There are usually no adverse side effects to this condition. In almost all cases it subsides after menopause. A possible complication arises through the fact that cancerous tumors may be more difficult to detect in women with fibrocystic changes.
The estimated figures for the prevalence of fibrocystic breast changes in women over lifetime vary widely in the literature, with estimates ranging from about 30 to 60 % over about 50 to 60 % to about 60 to 75% of all women.

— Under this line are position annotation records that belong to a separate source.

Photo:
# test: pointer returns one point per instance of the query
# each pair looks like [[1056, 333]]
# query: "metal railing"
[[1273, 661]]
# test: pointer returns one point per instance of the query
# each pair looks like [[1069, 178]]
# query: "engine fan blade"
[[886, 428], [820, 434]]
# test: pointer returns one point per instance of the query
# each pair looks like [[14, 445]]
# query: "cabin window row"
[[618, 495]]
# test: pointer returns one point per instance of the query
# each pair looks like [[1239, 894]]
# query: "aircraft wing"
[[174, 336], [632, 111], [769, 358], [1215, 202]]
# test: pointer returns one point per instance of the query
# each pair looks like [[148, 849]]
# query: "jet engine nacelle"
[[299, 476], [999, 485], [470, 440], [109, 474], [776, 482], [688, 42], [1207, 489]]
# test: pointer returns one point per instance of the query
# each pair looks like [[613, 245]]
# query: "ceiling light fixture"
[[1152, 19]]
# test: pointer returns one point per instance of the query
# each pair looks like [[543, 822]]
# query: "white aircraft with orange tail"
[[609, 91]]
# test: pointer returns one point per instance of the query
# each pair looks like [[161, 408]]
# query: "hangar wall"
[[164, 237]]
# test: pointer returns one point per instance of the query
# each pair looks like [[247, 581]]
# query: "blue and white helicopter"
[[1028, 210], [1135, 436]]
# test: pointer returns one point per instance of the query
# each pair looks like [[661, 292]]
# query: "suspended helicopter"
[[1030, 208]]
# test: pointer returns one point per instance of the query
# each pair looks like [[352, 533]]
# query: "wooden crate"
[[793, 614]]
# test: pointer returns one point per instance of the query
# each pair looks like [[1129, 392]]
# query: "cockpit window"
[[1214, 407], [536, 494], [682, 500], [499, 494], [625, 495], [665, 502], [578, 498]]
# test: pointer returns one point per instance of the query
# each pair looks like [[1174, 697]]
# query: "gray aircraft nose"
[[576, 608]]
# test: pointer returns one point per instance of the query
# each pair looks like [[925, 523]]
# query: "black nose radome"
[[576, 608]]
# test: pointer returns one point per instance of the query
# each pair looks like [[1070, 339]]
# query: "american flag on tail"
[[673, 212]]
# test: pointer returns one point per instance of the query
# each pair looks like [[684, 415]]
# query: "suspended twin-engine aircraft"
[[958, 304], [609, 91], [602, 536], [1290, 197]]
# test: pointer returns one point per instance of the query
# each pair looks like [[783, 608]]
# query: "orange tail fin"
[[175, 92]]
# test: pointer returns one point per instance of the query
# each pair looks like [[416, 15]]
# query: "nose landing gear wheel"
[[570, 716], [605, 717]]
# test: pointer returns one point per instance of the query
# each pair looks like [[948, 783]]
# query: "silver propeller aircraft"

The condition is most common among women between 30 and 50 years of age.
Breast cancer risk
Breast cancer risk is elevated for defined fraction of lesions. Except for patients with a strong family history of breast cancer, where the risk is two-fold, nonproliferative lesions have no increased risk. Proliferative lesions also have approximately a 2-fold risk. In particular, atypical hyperplasia is associated with an increased risk of developing breast cancer. Atypical lobular hyperplasia is associated with the greatest risk, approximately 5-fold and especially high relative risk of developing premenopausal breast cancer. Atypical ductal hyperplasia is associated with 2.4-fold risk. In contrast, a New England Journal of Medicine article  states that for women with a strong familial history of breast cancer, the risk of future breast cancer is roughly doubled, independent of histological status. The article further states "The relative risk of breast cancer for the cohort was 1.56 (95 percent confidence interval, 1.45 to 1.68), and this increased risk persisted for at least 25 years after biopsy. The relative risk associated with atypia was 4.24 (95 percent confidence interval, 3.26 to 5.41), as compared with a relative risk of 1.88 (95 percent confidence interval, 1.66 to 2.12) for proliferative changes without atypia and of 1.27 (95 percent confidence interval, 1.15 to 1.41) for nonproliferative lesions. The strength of the family history of breast cancer, available for 4808 women, was a risk factor that was independent of histologic findings. No increased risk was found among women with no family history and nonproliferative findings. In the first 10 years after the initial biopsy, an excess of cancers occurred in the same breast, especially in women with atypia."
It is not well understood whether the lesions are precursors of breast cancer or only indication of increased risk, for most types of lesions the chance of developing breast cancer is nearly the same in the affected and unaffected breast (side) indicating only coincidence of risk factors. For atypical lobular hyperplasia there is high incidence of ipsilateral breast cancers indicating a possible direct carcinogenetic link.
This entity has historically also been termed Bloodgood’s disease, Cooper's disease (after Sir Astley Paston Cooper, 1st baronet), Phocas' disease, Reclus’ disease and Reclus’ syndrome (after Paul Reclus), Reclus-Schimmelbusch disease, Schimmelbusch disease and Tillaux-Phocas disease.